American researchers performed a DNA analysis of that skull — once preserved in secret by Soviet intelligence, now held by Russian State Archive in Moscow — to determine the legitimacy of claims the bones were indeed Hitler’s.

But in the genetics lab at the University of Connecticut, archeologist and bone specialist Nick Bellantoni made a startling discovery. From the outset, Bellantoni noticed telling discrepancies:

“The bone seemed very thin; male bone tends to be more robust. And the sutures where the skull plates came together seemed to correspond to someone under 40” — but Hitler turned 56 in April 1945.

Bellantoni’s suspicions from physical examination of that skull fragment — which the team diligently confirmed authentic — were backed up by the molecular, genetic analysis. That skull, which the Soviets had proffered as proof of Hitler’s self-inflicted gunshot for decades, belonged to an as-yet unidentified female.

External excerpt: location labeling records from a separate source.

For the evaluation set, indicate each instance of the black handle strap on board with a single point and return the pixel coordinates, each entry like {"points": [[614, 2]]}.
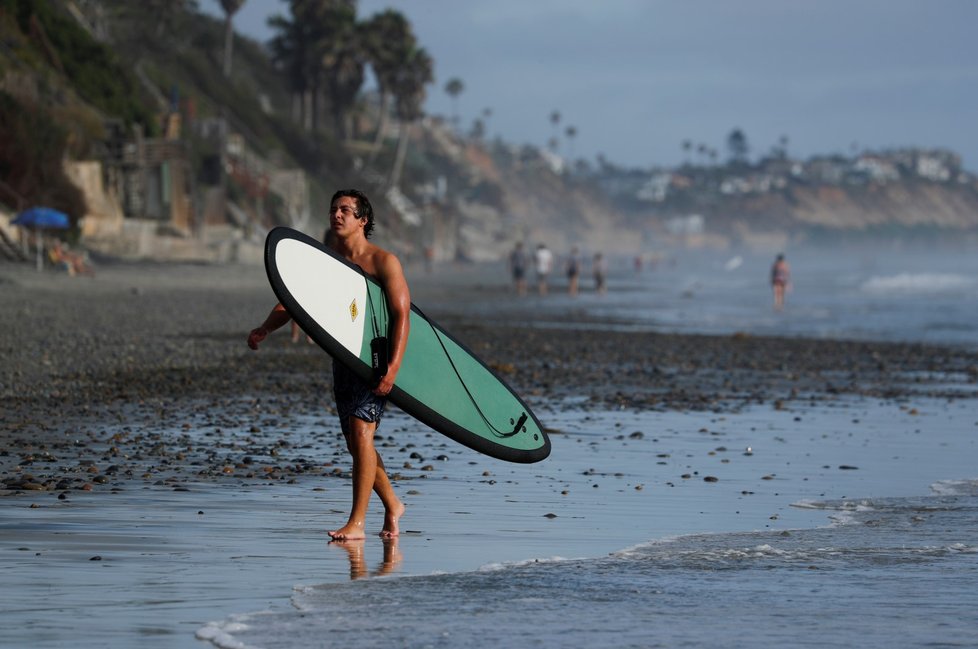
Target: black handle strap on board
{"points": [[379, 345]]}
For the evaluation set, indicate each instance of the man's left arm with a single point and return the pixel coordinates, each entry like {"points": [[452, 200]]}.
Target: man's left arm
{"points": [[391, 276]]}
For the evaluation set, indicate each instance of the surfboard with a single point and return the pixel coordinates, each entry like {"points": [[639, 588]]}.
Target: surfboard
{"points": [[441, 382]]}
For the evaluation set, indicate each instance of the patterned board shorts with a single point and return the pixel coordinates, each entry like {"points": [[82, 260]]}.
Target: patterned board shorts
{"points": [[354, 398]]}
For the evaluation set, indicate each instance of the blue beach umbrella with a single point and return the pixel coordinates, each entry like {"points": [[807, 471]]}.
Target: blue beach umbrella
{"points": [[42, 218]]}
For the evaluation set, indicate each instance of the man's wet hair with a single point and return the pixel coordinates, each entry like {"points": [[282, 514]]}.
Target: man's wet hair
{"points": [[364, 209]]}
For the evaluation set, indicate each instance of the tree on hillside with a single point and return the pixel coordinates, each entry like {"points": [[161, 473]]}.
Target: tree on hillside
{"points": [[454, 88], [387, 41], [416, 72], [230, 8], [737, 146], [310, 48], [291, 53], [342, 59]]}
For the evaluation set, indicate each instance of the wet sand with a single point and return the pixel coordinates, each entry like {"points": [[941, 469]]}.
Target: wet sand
{"points": [[156, 474]]}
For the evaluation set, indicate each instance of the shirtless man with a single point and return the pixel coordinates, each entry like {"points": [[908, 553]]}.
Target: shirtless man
{"points": [[360, 406]]}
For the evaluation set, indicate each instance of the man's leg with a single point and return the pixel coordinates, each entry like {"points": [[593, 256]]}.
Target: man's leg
{"points": [[369, 474]]}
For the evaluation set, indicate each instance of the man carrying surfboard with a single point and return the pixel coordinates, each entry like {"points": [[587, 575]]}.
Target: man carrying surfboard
{"points": [[361, 406]]}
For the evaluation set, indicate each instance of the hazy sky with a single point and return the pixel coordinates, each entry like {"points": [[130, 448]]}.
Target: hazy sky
{"points": [[637, 77]]}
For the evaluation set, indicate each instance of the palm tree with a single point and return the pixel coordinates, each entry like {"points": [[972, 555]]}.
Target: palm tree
{"points": [[486, 114], [290, 53], [230, 8], [454, 88], [342, 60], [571, 133], [416, 72], [555, 120], [387, 40]]}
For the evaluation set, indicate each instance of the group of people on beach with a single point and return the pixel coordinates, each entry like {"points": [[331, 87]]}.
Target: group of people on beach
{"points": [[360, 405], [543, 264]]}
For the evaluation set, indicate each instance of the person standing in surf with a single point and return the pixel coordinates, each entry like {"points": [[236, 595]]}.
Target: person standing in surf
{"points": [[359, 405], [780, 281]]}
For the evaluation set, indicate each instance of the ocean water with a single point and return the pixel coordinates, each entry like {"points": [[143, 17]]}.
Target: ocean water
{"points": [[891, 573], [824, 528], [895, 294]]}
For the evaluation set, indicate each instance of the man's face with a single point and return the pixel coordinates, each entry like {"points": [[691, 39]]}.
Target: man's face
{"points": [[344, 218]]}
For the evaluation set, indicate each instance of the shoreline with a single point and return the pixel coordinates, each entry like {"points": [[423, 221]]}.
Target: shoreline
{"points": [[157, 475]]}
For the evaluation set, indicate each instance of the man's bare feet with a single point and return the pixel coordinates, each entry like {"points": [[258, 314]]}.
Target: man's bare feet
{"points": [[349, 532], [392, 519]]}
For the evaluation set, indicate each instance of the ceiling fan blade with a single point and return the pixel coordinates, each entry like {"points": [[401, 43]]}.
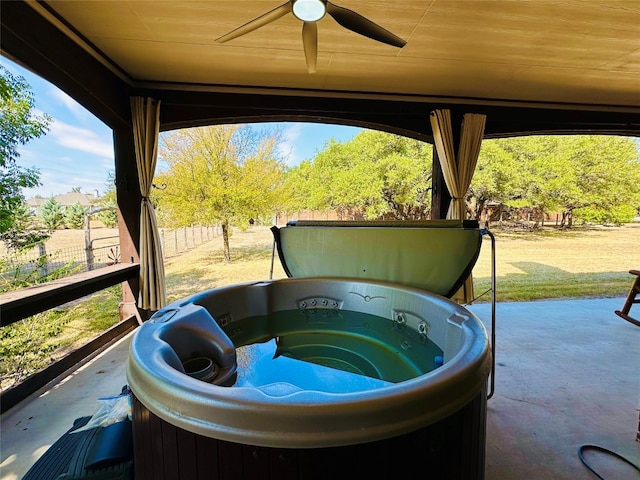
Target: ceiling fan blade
{"points": [[310, 43], [359, 24], [257, 22]]}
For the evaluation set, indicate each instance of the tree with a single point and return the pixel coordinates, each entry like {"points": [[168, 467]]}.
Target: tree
{"points": [[18, 125], [74, 216], [375, 174], [52, 214], [594, 177], [26, 231], [226, 174]]}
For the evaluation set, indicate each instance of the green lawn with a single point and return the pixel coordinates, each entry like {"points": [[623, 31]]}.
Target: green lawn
{"points": [[529, 266]]}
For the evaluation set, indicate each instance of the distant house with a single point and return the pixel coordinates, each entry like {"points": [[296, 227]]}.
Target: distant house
{"points": [[66, 200]]}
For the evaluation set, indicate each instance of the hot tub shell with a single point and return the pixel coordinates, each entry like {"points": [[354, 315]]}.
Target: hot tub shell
{"points": [[443, 410]]}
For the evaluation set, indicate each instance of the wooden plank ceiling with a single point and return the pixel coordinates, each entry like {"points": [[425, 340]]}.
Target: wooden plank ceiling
{"points": [[542, 54]]}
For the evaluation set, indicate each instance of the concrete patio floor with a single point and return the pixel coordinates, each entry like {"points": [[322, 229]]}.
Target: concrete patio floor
{"points": [[567, 374]]}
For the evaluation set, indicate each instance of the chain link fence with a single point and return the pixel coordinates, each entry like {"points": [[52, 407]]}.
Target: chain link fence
{"points": [[38, 265]]}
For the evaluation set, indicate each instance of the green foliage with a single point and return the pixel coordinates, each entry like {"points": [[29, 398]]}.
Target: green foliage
{"points": [[74, 216], [25, 232], [375, 174], [52, 214], [18, 125], [224, 174]]}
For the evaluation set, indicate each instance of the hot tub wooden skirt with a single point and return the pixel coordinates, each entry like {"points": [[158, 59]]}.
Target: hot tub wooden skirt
{"points": [[452, 449]]}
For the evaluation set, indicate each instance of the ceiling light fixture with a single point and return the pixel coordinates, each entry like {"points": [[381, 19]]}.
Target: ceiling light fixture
{"points": [[309, 10]]}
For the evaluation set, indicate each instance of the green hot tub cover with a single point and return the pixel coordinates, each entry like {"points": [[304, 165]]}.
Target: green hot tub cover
{"points": [[434, 255]]}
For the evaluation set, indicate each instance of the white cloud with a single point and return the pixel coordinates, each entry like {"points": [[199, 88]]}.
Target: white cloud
{"points": [[81, 139]]}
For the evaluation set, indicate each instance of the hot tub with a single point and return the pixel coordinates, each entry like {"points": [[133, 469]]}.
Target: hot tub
{"points": [[310, 378]]}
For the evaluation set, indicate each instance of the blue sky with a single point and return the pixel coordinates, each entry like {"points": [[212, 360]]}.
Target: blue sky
{"points": [[77, 151]]}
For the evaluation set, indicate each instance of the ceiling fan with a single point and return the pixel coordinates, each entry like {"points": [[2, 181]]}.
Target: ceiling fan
{"points": [[309, 12]]}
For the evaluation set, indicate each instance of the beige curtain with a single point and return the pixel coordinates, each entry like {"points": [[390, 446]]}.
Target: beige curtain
{"points": [[458, 172], [146, 123]]}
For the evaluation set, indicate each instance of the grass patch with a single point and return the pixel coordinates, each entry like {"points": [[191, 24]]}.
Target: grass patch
{"points": [[546, 264]]}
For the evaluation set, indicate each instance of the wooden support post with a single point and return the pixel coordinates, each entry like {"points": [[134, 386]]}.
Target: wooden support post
{"points": [[129, 199]]}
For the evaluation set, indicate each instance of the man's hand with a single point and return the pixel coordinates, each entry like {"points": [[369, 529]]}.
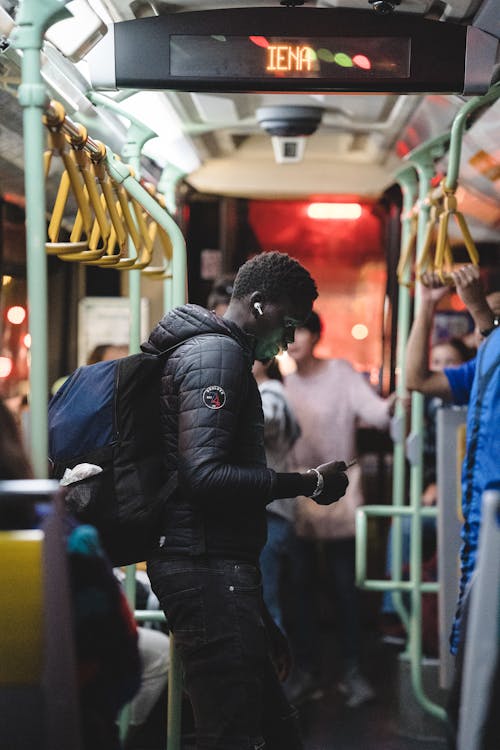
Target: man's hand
{"points": [[335, 480], [432, 289]]}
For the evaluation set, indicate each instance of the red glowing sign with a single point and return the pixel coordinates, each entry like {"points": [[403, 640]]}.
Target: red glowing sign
{"points": [[290, 58]]}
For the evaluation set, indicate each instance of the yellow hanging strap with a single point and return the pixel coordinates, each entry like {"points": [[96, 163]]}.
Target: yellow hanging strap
{"points": [[100, 231], [83, 221], [443, 263], [406, 259], [117, 240], [426, 260]]}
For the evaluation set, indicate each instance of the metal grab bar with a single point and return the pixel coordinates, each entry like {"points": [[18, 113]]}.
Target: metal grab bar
{"points": [[384, 511]]}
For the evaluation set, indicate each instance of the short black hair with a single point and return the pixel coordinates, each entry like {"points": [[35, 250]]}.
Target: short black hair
{"points": [[276, 275], [313, 323]]}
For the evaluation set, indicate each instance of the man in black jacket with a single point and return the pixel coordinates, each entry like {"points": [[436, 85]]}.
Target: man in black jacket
{"points": [[205, 568]]}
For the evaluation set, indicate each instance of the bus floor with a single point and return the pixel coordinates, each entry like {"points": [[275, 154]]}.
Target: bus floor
{"points": [[328, 724]]}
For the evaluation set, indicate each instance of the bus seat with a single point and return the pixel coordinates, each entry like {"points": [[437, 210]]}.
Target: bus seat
{"points": [[38, 677]]}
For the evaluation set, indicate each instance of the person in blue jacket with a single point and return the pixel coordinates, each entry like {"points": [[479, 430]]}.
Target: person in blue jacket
{"points": [[477, 384]]}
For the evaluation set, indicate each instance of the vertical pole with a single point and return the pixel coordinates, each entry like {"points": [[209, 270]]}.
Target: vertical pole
{"points": [[167, 185], [174, 709], [424, 164], [32, 20], [408, 182]]}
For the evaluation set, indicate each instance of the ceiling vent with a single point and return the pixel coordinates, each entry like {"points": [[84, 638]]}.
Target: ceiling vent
{"points": [[289, 121], [287, 149], [288, 127]]}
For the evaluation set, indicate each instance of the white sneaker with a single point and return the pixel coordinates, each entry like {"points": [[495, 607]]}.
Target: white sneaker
{"points": [[356, 688]]}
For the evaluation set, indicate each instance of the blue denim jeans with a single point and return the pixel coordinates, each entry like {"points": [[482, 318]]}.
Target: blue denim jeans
{"points": [[214, 610], [280, 536]]}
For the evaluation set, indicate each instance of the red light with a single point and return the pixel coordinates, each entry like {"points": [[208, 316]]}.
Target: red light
{"points": [[334, 210], [16, 315], [362, 62], [260, 41], [456, 303], [402, 149], [5, 367]]}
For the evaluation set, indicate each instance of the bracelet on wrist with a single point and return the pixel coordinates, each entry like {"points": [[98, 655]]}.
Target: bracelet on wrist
{"points": [[320, 482], [486, 331]]}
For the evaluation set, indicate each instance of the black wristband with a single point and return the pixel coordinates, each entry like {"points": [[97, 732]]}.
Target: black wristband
{"points": [[486, 331]]}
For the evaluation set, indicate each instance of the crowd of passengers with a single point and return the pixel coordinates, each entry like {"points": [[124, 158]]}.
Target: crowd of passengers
{"points": [[254, 512]]}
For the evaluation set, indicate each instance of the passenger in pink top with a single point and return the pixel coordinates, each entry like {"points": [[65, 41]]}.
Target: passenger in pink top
{"points": [[330, 399]]}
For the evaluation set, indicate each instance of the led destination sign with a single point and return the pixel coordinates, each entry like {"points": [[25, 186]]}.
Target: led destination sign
{"points": [[321, 50], [259, 57]]}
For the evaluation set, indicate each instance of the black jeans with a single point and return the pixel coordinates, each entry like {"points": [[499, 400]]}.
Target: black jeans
{"points": [[214, 610]]}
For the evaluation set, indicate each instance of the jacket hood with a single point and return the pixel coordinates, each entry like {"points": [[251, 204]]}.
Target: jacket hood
{"points": [[187, 321]]}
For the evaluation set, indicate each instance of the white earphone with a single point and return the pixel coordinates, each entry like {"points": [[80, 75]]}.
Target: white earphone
{"points": [[258, 307]]}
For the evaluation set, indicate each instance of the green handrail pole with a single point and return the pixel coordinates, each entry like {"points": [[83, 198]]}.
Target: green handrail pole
{"points": [[407, 180], [384, 511], [120, 173], [137, 135], [458, 128], [167, 184], [32, 20], [424, 164]]}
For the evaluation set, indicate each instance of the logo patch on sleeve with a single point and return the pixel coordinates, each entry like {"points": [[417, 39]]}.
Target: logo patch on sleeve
{"points": [[214, 397]]}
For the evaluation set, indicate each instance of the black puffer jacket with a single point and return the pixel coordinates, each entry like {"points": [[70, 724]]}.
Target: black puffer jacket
{"points": [[213, 431]]}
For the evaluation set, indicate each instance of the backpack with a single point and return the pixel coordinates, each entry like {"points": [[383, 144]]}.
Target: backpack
{"points": [[107, 415]]}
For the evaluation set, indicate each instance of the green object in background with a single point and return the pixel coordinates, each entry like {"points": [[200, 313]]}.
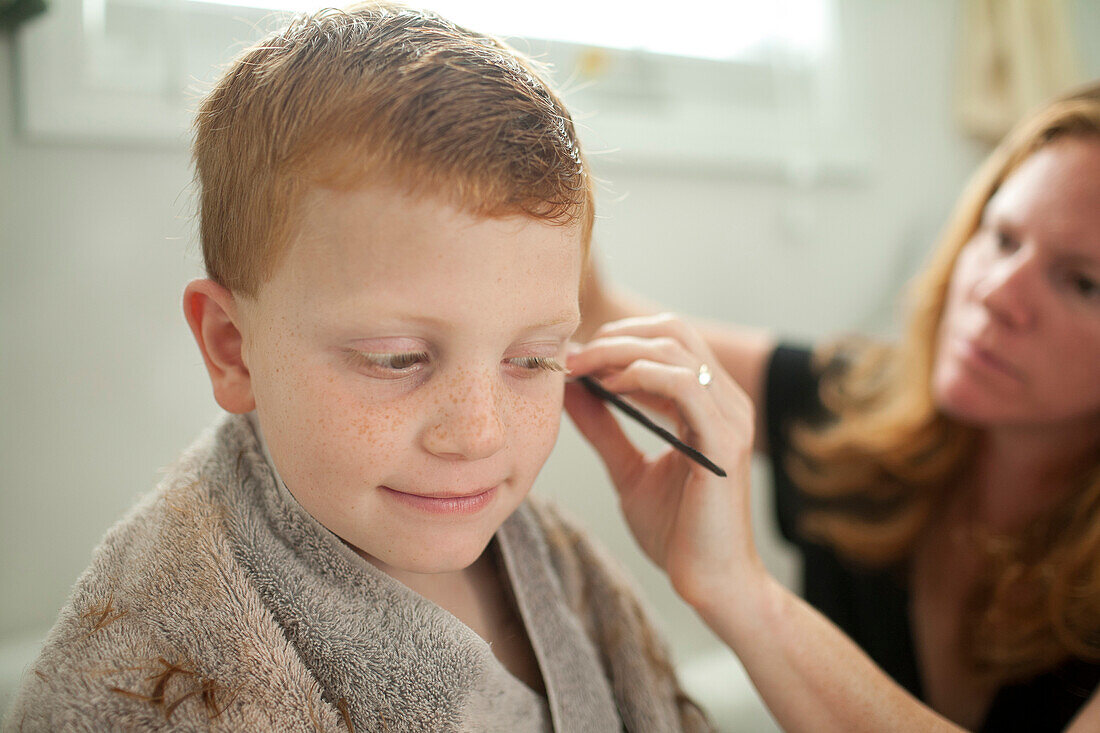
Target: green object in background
{"points": [[14, 12]]}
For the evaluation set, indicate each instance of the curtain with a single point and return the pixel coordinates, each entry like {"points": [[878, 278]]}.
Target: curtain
{"points": [[1013, 56]]}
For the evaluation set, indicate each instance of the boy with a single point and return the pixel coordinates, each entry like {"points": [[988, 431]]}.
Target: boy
{"points": [[395, 215]]}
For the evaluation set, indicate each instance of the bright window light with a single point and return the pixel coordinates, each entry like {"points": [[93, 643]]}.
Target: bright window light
{"points": [[719, 30]]}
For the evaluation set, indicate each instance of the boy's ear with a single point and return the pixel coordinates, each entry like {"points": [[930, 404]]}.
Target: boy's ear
{"points": [[211, 313]]}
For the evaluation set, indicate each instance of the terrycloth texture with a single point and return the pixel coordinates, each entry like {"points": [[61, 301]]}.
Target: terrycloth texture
{"points": [[218, 602]]}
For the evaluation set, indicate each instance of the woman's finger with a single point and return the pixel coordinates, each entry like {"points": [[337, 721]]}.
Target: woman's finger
{"points": [[697, 409], [617, 352], [660, 325]]}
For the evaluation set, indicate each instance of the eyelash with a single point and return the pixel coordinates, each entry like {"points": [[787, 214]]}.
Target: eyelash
{"points": [[399, 364]]}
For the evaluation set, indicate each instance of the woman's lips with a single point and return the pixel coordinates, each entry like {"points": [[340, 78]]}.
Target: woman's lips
{"points": [[986, 360], [455, 504]]}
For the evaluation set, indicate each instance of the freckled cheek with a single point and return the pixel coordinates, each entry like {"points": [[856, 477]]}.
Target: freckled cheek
{"points": [[536, 419]]}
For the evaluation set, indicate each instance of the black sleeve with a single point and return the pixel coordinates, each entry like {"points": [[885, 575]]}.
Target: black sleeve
{"points": [[791, 394]]}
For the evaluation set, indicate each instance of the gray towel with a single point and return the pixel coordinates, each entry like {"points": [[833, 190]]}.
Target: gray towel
{"points": [[219, 603]]}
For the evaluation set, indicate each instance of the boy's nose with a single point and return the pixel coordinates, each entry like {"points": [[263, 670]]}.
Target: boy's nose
{"points": [[469, 424]]}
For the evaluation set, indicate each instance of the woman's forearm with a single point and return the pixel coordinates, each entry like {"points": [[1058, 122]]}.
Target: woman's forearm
{"points": [[810, 674]]}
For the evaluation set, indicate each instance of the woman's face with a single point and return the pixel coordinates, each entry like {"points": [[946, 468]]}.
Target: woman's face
{"points": [[1019, 343]]}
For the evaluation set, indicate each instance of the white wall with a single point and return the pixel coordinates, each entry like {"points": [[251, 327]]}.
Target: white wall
{"points": [[100, 384]]}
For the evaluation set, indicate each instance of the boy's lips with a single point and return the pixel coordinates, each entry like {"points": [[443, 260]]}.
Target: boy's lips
{"points": [[446, 503]]}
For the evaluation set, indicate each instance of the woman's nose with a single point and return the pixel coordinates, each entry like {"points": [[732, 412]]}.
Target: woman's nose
{"points": [[469, 424], [1008, 290]]}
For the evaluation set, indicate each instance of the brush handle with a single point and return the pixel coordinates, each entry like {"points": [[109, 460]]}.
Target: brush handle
{"points": [[602, 392]]}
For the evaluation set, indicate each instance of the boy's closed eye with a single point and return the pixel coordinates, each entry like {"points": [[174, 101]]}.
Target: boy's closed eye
{"points": [[396, 365]]}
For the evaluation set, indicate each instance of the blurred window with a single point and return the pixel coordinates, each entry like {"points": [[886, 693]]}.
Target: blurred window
{"points": [[740, 84]]}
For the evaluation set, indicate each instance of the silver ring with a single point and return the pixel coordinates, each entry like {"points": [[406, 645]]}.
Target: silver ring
{"points": [[704, 375]]}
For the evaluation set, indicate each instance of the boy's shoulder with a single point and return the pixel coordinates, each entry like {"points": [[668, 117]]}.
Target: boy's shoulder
{"points": [[163, 628]]}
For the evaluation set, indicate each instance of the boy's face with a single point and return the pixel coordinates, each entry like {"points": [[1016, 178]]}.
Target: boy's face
{"points": [[399, 362]]}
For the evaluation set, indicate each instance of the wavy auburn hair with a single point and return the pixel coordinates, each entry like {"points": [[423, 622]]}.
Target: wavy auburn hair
{"points": [[377, 93], [882, 465]]}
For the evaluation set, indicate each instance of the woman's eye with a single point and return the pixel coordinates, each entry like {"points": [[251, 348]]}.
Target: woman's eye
{"points": [[1085, 286], [537, 363], [1005, 242]]}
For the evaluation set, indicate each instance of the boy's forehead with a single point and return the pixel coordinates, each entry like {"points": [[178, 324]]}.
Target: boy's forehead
{"points": [[384, 239]]}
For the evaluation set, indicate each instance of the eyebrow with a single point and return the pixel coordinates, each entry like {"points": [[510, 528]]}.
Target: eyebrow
{"points": [[564, 318]]}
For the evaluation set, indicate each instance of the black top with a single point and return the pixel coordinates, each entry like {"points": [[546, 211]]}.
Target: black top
{"points": [[872, 606]]}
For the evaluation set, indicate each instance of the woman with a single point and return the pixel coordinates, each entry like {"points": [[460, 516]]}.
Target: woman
{"points": [[945, 491]]}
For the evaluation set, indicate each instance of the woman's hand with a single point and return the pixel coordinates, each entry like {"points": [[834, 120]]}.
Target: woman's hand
{"points": [[690, 522]]}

Though possible the skull fragment, found to be of a “woman between the ages of 20 and 40,” according to Bellantoni, could belong to Eva Braun, no narrative of events ever claimed Hitler’s former bride was shot. And though many died near the Chancellery, the Soviets and then Russians verified the area from which the fragment was retrieved as the exact spot the couple’s bodies had been doused in fuel and burned.

Further, Basti claims Braun not only also fled Germany unscathed, but far outlived Hitler — though he hasn’t been able to track her past the age of 90, where she last resided in Buenos Aires.

As early as 2000, the BBC reported Hitler biographer Werner Maser cast doubt on the authenticity of the skull — despite steadfast public affirmation from Russian officials.

South America did indeed play host to many fleeing Nazis — including sadistic doctor Josef Mengele, whose torturous experimentation of Nazi concentration camp prisoners eventually branched into the study of twins. Later, in a small town in Brazil, one in five pregnancies resulted in births of twins — something Argentine historian Jorge Camarasa claimed in 2009 evidenced Mengele’s handiwork following his escape from Germany.

Whether or not you make a habit of doubting official stories, evidence of Hitler’s deft departure from Germany — rather than a death by his own hand alongside his bride of just a few hours — appears more solid by the year.

As biographers, researchers, scientists, historians, and others carefully piece together a credible counter-narrative, perhaps Hitler’s suicide stands as one more falsely-constructed story designed to comfort an atrocity-weary public — as well as veil the ethical avulsion of an awkward truth.